I'm having surgery on Friday, the 20th, and I fully expect my best work to come out that weekend. You can keep your odes to grecian urns and lovely trees.
Lortab is MY muse.
15: I'm thankful for my legs. If you were expecting a dewy-eyed tale starring crippled match girls or Tiny Tim, then you must be new here. I mean, yes, of course, I'm grateful to be ambulatory, but I never was very good with Victorian sensibilities, even under Matthew MacFadyan's spell.
No, I'm grateful that, from the quadriceps down, I am One. Hot.
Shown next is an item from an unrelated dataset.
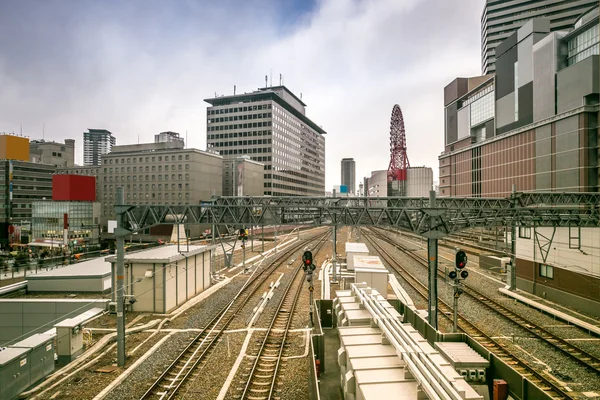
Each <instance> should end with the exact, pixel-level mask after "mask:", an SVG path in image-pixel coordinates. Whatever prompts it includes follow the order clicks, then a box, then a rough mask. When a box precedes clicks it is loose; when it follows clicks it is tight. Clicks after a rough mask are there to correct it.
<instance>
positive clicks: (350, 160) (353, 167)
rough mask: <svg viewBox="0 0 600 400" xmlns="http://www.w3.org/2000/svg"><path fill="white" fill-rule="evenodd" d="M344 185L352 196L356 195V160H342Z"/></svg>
mask: <svg viewBox="0 0 600 400" xmlns="http://www.w3.org/2000/svg"><path fill="white" fill-rule="evenodd" d="M342 185H344V186H346V187H347V188H348V193H349V194H350V195H351V196H352V195H354V194H355V193H356V162H355V161H354V158H342Z"/></svg>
Mama.
My mother is 5' 9", but her ankles and wrists look like they came off a Lilliputian. Her bathroom mirror should have written on it "Caution: Bones are even tinier than they appear."
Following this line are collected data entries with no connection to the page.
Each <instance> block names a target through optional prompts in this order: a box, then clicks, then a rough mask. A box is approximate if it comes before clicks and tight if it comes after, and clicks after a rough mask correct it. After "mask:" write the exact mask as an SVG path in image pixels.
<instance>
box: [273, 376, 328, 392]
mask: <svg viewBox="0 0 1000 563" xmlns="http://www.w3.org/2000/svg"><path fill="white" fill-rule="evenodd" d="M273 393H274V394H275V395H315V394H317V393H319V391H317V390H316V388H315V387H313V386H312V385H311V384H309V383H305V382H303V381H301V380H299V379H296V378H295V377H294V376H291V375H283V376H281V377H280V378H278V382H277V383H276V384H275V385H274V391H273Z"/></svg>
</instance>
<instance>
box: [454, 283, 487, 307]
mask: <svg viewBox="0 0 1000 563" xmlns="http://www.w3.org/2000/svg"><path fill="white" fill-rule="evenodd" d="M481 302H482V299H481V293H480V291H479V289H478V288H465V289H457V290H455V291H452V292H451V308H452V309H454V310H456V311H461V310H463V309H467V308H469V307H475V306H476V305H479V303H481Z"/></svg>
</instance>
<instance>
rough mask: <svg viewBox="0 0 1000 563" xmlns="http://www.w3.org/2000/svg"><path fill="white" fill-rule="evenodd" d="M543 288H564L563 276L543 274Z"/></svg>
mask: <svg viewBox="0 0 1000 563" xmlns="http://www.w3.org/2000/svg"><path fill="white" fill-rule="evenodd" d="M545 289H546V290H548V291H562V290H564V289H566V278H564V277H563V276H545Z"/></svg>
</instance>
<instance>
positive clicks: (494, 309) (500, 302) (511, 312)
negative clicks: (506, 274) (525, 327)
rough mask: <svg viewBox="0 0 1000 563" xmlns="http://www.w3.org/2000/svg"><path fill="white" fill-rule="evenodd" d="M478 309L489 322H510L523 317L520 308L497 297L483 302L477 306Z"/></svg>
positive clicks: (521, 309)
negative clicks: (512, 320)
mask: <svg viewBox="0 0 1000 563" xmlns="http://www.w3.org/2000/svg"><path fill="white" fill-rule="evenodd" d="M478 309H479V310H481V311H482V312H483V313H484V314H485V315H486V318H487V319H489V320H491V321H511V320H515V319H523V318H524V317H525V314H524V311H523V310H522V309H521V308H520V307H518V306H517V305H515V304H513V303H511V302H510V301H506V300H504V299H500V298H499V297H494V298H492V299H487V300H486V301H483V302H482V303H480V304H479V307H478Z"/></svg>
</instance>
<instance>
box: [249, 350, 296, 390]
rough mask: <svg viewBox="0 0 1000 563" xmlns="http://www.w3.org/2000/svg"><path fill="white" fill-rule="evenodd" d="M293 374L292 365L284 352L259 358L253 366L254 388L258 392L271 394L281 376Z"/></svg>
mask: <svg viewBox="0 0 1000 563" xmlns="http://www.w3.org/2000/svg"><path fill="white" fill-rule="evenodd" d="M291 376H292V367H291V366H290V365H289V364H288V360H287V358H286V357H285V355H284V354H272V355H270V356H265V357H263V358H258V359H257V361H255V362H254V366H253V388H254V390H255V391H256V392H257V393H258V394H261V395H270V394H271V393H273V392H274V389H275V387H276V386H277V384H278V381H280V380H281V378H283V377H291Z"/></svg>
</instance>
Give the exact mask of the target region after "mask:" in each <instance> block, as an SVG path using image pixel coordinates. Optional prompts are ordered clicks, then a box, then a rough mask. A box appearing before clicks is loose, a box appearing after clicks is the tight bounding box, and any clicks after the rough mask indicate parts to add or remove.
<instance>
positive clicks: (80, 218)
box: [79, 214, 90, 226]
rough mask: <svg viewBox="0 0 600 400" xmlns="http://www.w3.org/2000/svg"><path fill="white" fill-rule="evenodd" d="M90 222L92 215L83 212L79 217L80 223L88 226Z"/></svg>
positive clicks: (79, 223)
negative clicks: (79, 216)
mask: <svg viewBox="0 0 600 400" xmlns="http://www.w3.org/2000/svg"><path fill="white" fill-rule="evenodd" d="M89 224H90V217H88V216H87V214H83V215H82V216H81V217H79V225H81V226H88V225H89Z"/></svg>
She's not alone. My grandmother, my Aunt Helen, several of my cousins - they all have limbs that look like Mother Nature ran out of arm and leg bones and just inserted fingers instead.
So despite my tendency to float toward my father's end of the gene pool - not to mention sharing in his regular celebration of all things chocolate and coated with a candy shell - my mother's genes fight back valiantly, allowing me to break even, at least at the extremities. I'm telling you, those genes may be small, but they're wiry.
Thus it is that, while most of the time I sport a physique that looks like it was designed by a three-year old ("Draw a snowman, sweetie. That's right, little circle, bigger circle, greeaaaat big lard filled circle.") it is balanced atop two beautifully proportioned legs that look freaking amazing in three inch heels.
Thanks, grandma. Thanks, mom. And thanks to whatever anonymous sparrow it was who generations ago fluttered into our family tree and started it all.
My suede boots and I won't let you down.